The outgoing justice minister said that the “train” of the legislative branch asserting its superiority relative to the judicial branch had left the station.
She said that she had planned to continue her revolution for another four years, but that even now that she would not have that opportunity, the changes she made over the last four years were so significant that a future justice minister could not undo them.
During her term, Shaked appointed hundreds of new judges, including 40% of the current sitting Supreme Court, with many new appointees being more conservative than past appointees.
Shaked still struggled with the Supreme Court ruling against government policies multiple times on the African migrants’ issue and some other issues, but on Tuesday she said that the direction of the court and of the justice ministry were far more conservative.
Attorney-General Avichai Mandelblit and State Attorney Shai Nitzan both complimented Shaked on seriously investing in the role of justice minister despite lacking a formal legal background.
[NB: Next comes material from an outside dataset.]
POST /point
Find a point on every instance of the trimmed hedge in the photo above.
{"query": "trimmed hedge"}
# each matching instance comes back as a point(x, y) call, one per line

Both admitted to having different opinions than her on a variety of policy matters, but also said that she was a fair negotiator who was willing to reach sensible compromises.
They added that even where no compromise was reached, she always addressed them with the attitude of respectfully agreeing to disagree, noting also that she defended them from personal attacks from politicians, even when that defense was politically unpopular.